The ethical and social implications of AI development and deployment

Another topic they talked about was how AI development and deployment will affect society and humanity in the near and long term. Andreessen said that he is optimistic about the positive impact of AI on various domains, such as health, education, entertainment, productivity, etc. He said that AI will save the world by solving many of the problems that we face today, such as climate change, poverty, disease, etc. He also said that AI will create new opportunities and possibilities for human creativity and expression.

Andreessen and Fridman also discussed that the people who are creating AI are not necessarily the best people to make judgements about the deployment of these AIs to the society at large. He draws the analogy with nuclear scientists. These people spend their entire lives in laboratories and they specialize on the technical application. The are not sociologists, and they are perhaps less connected to the society at large and with geo-political landscape. Yet, when nuclear bombs were developed, the were the ones who had a huge say in whether or not it was moral to actually use these weapons.

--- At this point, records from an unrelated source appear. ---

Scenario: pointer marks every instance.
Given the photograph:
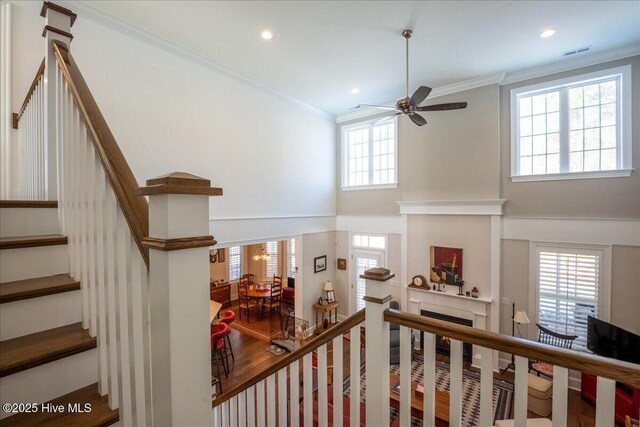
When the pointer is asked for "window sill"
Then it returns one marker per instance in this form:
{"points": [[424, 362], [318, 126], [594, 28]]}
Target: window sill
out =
{"points": [[369, 187], [619, 173]]}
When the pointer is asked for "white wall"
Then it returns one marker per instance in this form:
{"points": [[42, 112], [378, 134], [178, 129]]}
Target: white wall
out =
{"points": [[271, 158]]}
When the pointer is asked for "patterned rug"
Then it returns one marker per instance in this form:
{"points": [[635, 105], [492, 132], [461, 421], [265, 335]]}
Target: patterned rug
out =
{"points": [[502, 391]]}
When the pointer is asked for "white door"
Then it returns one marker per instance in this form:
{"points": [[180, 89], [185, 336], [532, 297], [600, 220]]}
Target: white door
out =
{"points": [[363, 259]]}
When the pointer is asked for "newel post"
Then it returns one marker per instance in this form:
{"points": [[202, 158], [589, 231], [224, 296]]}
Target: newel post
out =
{"points": [[377, 299], [179, 298], [59, 21]]}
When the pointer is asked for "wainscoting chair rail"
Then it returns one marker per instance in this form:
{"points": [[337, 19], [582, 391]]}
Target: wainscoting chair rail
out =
{"points": [[294, 356], [17, 116], [119, 174], [628, 373]]}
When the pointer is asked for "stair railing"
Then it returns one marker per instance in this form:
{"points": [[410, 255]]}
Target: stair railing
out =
{"points": [[32, 154], [142, 287], [272, 397]]}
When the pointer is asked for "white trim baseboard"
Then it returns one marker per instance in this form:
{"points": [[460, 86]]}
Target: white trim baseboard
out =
{"points": [[452, 207]]}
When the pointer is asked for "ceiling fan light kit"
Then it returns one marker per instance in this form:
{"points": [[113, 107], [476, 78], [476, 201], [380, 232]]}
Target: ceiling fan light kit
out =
{"points": [[409, 106]]}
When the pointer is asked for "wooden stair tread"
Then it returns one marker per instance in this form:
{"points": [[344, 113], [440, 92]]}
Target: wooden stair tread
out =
{"points": [[28, 203], [37, 287], [100, 415], [19, 354], [32, 241]]}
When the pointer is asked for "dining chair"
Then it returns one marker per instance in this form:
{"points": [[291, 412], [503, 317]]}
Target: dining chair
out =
{"points": [[547, 336], [273, 300], [245, 302], [218, 333]]}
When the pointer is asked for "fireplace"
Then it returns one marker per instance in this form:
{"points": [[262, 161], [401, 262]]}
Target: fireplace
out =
{"points": [[443, 342]]}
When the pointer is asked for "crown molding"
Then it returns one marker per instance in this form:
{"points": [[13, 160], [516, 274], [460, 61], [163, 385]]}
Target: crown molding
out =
{"points": [[98, 16], [452, 207], [572, 64], [490, 79]]}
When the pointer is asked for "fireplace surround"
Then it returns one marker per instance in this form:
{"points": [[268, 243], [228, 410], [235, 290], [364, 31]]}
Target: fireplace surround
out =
{"points": [[443, 343]]}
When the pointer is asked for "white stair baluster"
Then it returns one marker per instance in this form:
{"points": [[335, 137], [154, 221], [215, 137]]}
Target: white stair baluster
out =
{"points": [[323, 412], [270, 400], [486, 386], [429, 400], [100, 271], [354, 375], [112, 295], [560, 394], [405, 376], [307, 381], [337, 362], [123, 278], [282, 397], [242, 409], [520, 391], [455, 387], [251, 406], [294, 391], [260, 404]]}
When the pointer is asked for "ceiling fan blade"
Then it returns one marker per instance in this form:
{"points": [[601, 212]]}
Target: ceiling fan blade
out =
{"points": [[419, 95], [443, 107], [382, 107], [383, 118], [417, 119]]}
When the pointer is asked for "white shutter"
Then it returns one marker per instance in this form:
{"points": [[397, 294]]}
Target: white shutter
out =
{"points": [[568, 287], [362, 265], [272, 263], [235, 264]]}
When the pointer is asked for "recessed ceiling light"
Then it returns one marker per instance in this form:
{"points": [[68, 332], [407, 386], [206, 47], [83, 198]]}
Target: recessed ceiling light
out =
{"points": [[547, 33]]}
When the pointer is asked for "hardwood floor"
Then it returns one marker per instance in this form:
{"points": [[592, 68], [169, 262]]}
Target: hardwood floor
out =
{"points": [[251, 357]]}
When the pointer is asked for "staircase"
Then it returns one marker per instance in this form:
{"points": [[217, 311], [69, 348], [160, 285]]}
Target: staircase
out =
{"points": [[45, 353]]}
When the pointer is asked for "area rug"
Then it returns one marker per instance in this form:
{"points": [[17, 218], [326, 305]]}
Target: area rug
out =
{"points": [[502, 391]]}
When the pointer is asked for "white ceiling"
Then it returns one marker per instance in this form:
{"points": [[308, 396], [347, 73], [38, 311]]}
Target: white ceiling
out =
{"points": [[322, 49]]}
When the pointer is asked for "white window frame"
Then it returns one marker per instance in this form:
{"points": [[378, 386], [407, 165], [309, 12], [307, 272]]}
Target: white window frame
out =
{"points": [[240, 257], [604, 287], [345, 156], [625, 141]]}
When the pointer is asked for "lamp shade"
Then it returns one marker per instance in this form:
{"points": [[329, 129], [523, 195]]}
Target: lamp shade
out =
{"points": [[521, 317]]}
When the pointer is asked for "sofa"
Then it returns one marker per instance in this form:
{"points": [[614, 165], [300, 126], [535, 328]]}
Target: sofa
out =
{"points": [[394, 337]]}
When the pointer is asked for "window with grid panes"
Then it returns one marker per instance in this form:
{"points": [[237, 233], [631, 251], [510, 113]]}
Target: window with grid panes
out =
{"points": [[369, 155], [272, 263], [235, 263], [576, 127]]}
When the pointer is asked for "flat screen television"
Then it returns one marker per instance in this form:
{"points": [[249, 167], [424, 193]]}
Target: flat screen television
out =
{"points": [[608, 340]]}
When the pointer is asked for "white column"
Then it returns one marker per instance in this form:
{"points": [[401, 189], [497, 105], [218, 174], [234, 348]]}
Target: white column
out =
{"points": [[179, 298], [57, 26], [377, 299]]}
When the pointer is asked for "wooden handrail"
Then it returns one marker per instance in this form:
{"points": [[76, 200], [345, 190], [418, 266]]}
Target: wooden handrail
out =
{"points": [[32, 88], [316, 342], [122, 180], [628, 373]]}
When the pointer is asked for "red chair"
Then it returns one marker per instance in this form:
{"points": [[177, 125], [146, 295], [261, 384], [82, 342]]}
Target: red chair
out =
{"points": [[218, 332], [228, 317]]}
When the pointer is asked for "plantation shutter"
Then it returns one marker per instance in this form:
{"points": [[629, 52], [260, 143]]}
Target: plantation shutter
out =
{"points": [[568, 284], [272, 263], [235, 264]]}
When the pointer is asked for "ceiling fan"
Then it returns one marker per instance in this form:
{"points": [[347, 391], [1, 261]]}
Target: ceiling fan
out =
{"points": [[409, 106]]}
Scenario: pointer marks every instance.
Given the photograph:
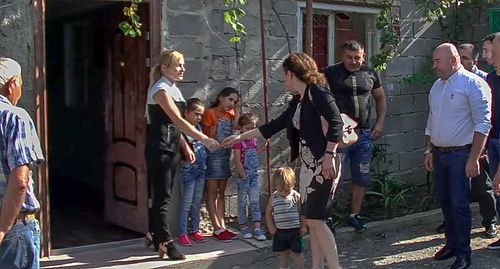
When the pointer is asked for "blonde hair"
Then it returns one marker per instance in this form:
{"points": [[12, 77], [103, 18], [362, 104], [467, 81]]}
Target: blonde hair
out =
{"points": [[304, 68], [9, 69], [168, 58], [284, 179]]}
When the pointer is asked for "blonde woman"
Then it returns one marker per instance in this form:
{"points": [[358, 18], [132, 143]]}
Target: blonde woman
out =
{"points": [[163, 142]]}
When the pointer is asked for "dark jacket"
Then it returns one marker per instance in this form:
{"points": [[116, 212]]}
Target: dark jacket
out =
{"points": [[310, 122]]}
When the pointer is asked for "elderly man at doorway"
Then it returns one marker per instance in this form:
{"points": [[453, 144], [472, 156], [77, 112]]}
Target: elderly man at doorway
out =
{"points": [[19, 149], [455, 135], [352, 84]]}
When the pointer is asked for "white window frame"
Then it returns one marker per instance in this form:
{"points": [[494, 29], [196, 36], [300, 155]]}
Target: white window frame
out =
{"points": [[372, 35]]}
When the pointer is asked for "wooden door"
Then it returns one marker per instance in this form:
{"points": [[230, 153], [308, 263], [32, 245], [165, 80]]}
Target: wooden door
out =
{"points": [[125, 183]]}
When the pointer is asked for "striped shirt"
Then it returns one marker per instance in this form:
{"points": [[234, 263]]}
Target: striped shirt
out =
{"points": [[286, 210], [19, 145]]}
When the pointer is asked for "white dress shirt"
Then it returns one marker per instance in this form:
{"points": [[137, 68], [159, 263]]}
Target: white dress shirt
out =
{"points": [[459, 106]]}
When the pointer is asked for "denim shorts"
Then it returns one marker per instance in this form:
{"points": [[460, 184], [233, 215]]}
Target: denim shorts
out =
{"points": [[218, 165], [358, 156], [20, 247]]}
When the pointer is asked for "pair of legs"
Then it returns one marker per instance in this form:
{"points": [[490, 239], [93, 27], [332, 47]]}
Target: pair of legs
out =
{"points": [[323, 245], [297, 257], [216, 189]]}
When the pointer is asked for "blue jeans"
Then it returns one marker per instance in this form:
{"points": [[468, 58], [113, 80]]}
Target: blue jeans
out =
{"points": [[359, 156], [248, 187], [454, 194], [494, 159], [193, 183], [20, 248]]}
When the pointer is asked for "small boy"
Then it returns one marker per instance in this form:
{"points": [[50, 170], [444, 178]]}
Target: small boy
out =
{"points": [[246, 163], [283, 218]]}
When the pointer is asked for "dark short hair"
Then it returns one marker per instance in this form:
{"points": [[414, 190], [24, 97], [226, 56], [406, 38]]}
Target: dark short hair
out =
{"points": [[352, 45], [247, 118], [193, 103], [469, 46], [490, 37]]}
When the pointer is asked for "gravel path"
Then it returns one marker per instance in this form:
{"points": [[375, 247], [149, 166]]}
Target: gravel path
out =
{"points": [[406, 246]]}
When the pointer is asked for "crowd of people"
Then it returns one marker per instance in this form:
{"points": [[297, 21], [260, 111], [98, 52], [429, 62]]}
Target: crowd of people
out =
{"points": [[184, 135]]}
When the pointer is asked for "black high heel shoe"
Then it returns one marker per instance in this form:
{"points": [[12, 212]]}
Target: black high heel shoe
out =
{"points": [[170, 250]]}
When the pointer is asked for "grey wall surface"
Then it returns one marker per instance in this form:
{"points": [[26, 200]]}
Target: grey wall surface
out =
{"points": [[16, 42]]}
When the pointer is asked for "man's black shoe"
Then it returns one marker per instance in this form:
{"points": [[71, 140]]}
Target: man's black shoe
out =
{"points": [[444, 254], [491, 231], [441, 228], [461, 263]]}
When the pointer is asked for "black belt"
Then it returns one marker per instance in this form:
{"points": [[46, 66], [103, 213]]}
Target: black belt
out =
{"points": [[451, 149]]}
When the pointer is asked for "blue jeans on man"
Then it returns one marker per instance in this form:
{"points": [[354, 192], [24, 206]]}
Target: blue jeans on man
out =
{"points": [[453, 188], [20, 248]]}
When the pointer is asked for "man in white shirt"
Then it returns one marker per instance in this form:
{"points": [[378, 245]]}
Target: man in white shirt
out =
{"points": [[456, 132]]}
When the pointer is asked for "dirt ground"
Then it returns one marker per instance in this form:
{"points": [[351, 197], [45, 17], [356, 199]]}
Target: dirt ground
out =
{"points": [[407, 246]]}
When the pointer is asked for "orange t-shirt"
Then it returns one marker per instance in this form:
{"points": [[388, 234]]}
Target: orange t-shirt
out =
{"points": [[210, 118]]}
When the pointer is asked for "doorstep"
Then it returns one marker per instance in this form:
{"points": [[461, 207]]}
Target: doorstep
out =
{"points": [[131, 254]]}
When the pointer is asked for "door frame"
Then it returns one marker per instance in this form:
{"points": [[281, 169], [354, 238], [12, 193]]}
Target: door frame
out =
{"points": [[41, 108]]}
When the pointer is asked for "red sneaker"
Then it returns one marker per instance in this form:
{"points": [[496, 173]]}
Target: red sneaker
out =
{"points": [[223, 237], [197, 237], [230, 234], [184, 240]]}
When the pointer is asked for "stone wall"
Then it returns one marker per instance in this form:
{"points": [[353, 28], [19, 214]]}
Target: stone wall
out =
{"points": [[16, 42]]}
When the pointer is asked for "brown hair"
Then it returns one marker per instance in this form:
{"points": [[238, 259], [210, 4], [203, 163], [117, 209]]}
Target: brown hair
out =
{"points": [[167, 58], [193, 103], [247, 118], [284, 179], [304, 68]]}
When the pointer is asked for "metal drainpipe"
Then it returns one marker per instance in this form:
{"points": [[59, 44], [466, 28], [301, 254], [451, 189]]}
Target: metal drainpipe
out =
{"points": [[264, 85]]}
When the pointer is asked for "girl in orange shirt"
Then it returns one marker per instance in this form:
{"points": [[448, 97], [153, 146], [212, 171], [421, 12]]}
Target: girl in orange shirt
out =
{"points": [[218, 122]]}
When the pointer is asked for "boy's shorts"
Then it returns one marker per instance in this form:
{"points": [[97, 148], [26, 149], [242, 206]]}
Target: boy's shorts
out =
{"points": [[288, 239], [359, 156]]}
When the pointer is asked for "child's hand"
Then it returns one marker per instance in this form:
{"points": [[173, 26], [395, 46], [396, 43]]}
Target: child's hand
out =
{"points": [[303, 230], [272, 229]]}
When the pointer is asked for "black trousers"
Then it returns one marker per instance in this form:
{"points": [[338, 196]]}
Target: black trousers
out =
{"points": [[482, 192], [161, 168]]}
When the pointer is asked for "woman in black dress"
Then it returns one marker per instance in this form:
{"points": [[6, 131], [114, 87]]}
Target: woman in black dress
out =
{"points": [[312, 109]]}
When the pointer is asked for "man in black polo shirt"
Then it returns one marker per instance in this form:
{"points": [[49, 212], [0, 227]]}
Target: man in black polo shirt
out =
{"points": [[353, 84]]}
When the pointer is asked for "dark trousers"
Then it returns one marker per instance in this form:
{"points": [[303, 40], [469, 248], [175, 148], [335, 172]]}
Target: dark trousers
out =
{"points": [[161, 168], [482, 192], [454, 195]]}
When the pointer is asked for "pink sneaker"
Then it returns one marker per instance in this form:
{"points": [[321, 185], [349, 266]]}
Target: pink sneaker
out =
{"points": [[197, 237], [184, 240]]}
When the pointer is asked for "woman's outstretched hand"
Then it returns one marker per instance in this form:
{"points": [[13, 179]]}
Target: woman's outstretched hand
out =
{"points": [[231, 140]]}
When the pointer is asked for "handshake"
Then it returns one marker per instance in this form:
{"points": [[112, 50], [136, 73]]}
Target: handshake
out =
{"points": [[213, 145]]}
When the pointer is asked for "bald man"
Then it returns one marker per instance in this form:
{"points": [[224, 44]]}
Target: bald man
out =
{"points": [[469, 58], [493, 79], [455, 135]]}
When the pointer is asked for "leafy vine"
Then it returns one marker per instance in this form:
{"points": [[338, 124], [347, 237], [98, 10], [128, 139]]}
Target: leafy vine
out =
{"points": [[390, 35], [131, 27]]}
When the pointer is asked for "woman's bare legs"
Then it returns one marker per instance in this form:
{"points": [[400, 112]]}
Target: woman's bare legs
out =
{"points": [[326, 242]]}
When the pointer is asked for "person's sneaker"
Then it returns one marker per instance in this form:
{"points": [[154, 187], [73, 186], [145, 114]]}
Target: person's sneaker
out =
{"points": [[197, 237], [233, 235], [490, 231], [184, 240], [259, 235], [245, 233], [356, 222], [495, 245], [441, 228], [223, 237]]}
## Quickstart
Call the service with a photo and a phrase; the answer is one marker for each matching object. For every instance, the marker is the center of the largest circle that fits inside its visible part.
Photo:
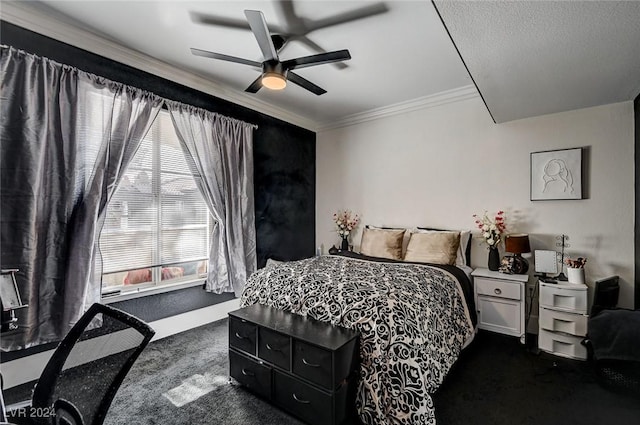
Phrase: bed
(414, 320)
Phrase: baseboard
(26, 369)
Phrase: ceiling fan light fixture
(274, 81)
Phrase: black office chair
(78, 384)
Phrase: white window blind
(157, 224)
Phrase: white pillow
(433, 247)
(465, 237)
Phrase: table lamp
(518, 244)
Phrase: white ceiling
(527, 58)
(530, 58)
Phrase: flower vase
(494, 259)
(575, 275)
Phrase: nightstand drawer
(242, 335)
(561, 321)
(562, 344)
(564, 297)
(248, 372)
(311, 405)
(313, 363)
(497, 288)
(274, 347)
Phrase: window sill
(144, 292)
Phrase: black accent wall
(636, 229)
(284, 169)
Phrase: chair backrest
(606, 292)
(90, 363)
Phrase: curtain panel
(219, 151)
(66, 136)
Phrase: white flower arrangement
(345, 222)
(491, 229)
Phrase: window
(156, 230)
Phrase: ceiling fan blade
(203, 18)
(255, 86)
(259, 27)
(213, 55)
(313, 45)
(305, 84)
(363, 12)
(313, 60)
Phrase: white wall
(438, 166)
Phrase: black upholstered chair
(82, 377)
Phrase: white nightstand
(563, 319)
(500, 301)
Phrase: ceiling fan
(295, 27)
(275, 73)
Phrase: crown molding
(29, 17)
(430, 101)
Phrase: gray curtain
(126, 116)
(56, 179)
(219, 151)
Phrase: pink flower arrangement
(345, 222)
(491, 229)
(577, 263)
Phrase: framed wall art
(556, 174)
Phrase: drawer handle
(246, 372)
(270, 348)
(309, 364)
(295, 397)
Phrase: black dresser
(306, 367)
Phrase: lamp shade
(517, 243)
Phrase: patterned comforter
(413, 320)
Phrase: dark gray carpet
(192, 362)
(496, 381)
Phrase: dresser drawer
(242, 335)
(313, 363)
(274, 347)
(562, 344)
(309, 404)
(250, 373)
(564, 297)
(562, 321)
(497, 288)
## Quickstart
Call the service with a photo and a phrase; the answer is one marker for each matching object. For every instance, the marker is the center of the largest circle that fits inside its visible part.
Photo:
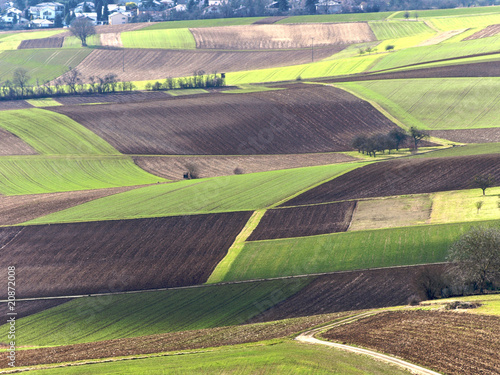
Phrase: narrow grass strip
(224, 266)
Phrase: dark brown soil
(304, 221)
(20, 208)
(174, 167)
(469, 135)
(448, 342)
(353, 290)
(145, 64)
(205, 338)
(11, 144)
(299, 120)
(42, 43)
(403, 176)
(491, 30)
(94, 257)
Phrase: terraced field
(437, 104)
(301, 120)
(114, 256)
(230, 193)
(281, 36)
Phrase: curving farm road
(308, 337)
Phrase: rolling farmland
(304, 221)
(448, 342)
(346, 251)
(281, 36)
(245, 192)
(113, 256)
(302, 120)
(400, 177)
(437, 104)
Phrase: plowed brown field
(17, 209)
(303, 120)
(11, 144)
(42, 43)
(282, 36)
(346, 291)
(469, 135)
(491, 30)
(448, 342)
(174, 167)
(204, 338)
(399, 177)
(144, 64)
(304, 221)
(83, 258)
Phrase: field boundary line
(311, 275)
(284, 200)
(308, 337)
(235, 249)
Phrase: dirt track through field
(282, 36)
(174, 167)
(307, 119)
(145, 64)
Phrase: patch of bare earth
(448, 342)
(11, 144)
(491, 30)
(489, 135)
(111, 40)
(174, 167)
(352, 290)
(20, 208)
(308, 119)
(145, 64)
(186, 340)
(282, 36)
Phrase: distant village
(21, 15)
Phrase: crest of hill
(300, 120)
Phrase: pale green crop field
(43, 64)
(163, 38)
(41, 174)
(245, 192)
(51, 133)
(11, 41)
(398, 29)
(436, 103)
(346, 251)
(283, 357)
(130, 315)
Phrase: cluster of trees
(390, 141)
(198, 80)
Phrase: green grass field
(272, 357)
(349, 17)
(51, 133)
(418, 55)
(245, 192)
(465, 22)
(42, 174)
(130, 315)
(164, 38)
(319, 69)
(397, 29)
(42, 64)
(346, 251)
(11, 41)
(436, 103)
(216, 22)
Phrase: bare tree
(82, 28)
(20, 79)
(483, 182)
(476, 257)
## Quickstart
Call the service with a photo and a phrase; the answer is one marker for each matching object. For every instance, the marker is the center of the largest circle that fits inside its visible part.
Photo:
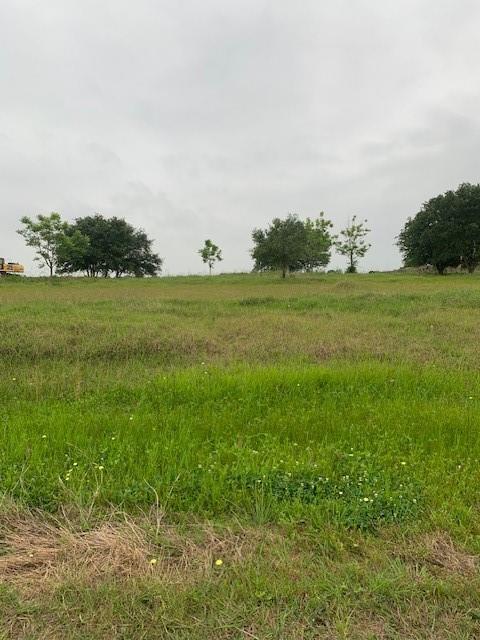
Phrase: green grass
(331, 419)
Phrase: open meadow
(238, 457)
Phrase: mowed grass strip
(356, 445)
(317, 436)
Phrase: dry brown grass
(438, 551)
(40, 552)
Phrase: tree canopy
(292, 245)
(115, 248)
(352, 243)
(50, 236)
(445, 232)
(95, 245)
(210, 254)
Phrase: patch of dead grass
(37, 552)
(438, 550)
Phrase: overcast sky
(203, 119)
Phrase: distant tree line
(94, 245)
(445, 232)
(292, 244)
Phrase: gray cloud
(198, 120)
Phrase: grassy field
(240, 457)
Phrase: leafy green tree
(114, 247)
(210, 254)
(319, 243)
(280, 246)
(445, 232)
(47, 234)
(352, 243)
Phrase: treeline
(93, 245)
(99, 246)
(305, 245)
(445, 232)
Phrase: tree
(210, 254)
(352, 243)
(114, 247)
(319, 242)
(445, 232)
(282, 245)
(47, 235)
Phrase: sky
(198, 120)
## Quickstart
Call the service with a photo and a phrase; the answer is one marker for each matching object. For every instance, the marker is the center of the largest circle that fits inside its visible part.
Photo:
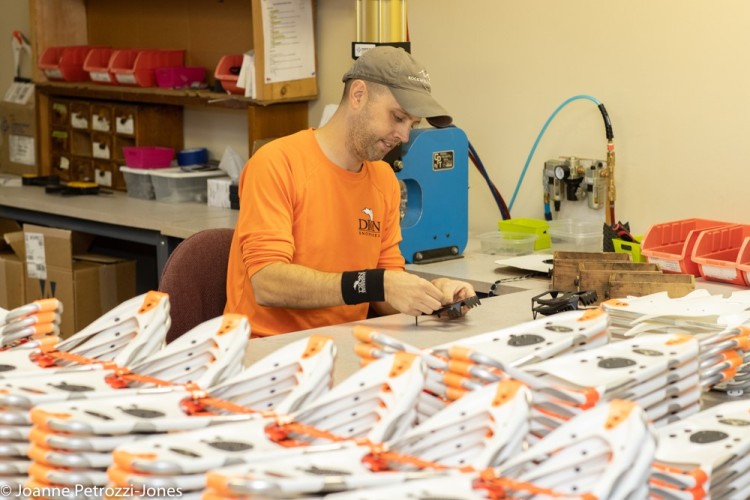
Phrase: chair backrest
(195, 278)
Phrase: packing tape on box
(193, 156)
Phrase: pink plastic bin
(670, 244)
(227, 71)
(138, 69)
(96, 65)
(148, 156)
(178, 77)
(717, 253)
(65, 63)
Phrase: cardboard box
(57, 265)
(12, 282)
(18, 138)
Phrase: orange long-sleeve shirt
(296, 206)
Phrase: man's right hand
(410, 294)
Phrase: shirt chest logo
(368, 226)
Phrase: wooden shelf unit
(205, 29)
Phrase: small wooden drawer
(80, 115)
(80, 142)
(60, 111)
(101, 117)
(61, 166)
(60, 141)
(107, 174)
(101, 146)
(82, 169)
(125, 119)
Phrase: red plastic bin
(179, 77)
(670, 244)
(148, 156)
(717, 253)
(96, 65)
(65, 63)
(137, 67)
(227, 72)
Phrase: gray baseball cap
(405, 77)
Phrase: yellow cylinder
(381, 20)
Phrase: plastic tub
(138, 183)
(65, 63)
(178, 77)
(148, 156)
(538, 227)
(176, 186)
(96, 65)
(505, 243)
(717, 252)
(227, 72)
(576, 235)
(670, 244)
(139, 69)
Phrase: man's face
(379, 126)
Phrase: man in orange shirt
(316, 240)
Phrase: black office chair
(195, 278)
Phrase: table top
(493, 314)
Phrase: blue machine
(434, 176)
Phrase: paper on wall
(289, 48)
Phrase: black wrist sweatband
(363, 286)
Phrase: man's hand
(410, 294)
(453, 290)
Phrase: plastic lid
(178, 173)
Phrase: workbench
(164, 225)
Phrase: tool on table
(39, 180)
(73, 188)
(432, 170)
(454, 310)
(556, 301)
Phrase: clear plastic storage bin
(576, 235)
(173, 185)
(138, 183)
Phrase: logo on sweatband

The competence, capability, intelligence, training, accomplishments of senior scientists and technologists working on a technology, and then being able to then make moral judgments in the use of the technology, that track record is terrible. That track record is catastrophically bad.

Therefore, it should not be the scientists who decide whether or not we start utilizing AI for automated airstrikes, it should be the politicians, philosophers, sociologists and policy makers of the world who are more connected with the morality and socio-political implications of these decisions.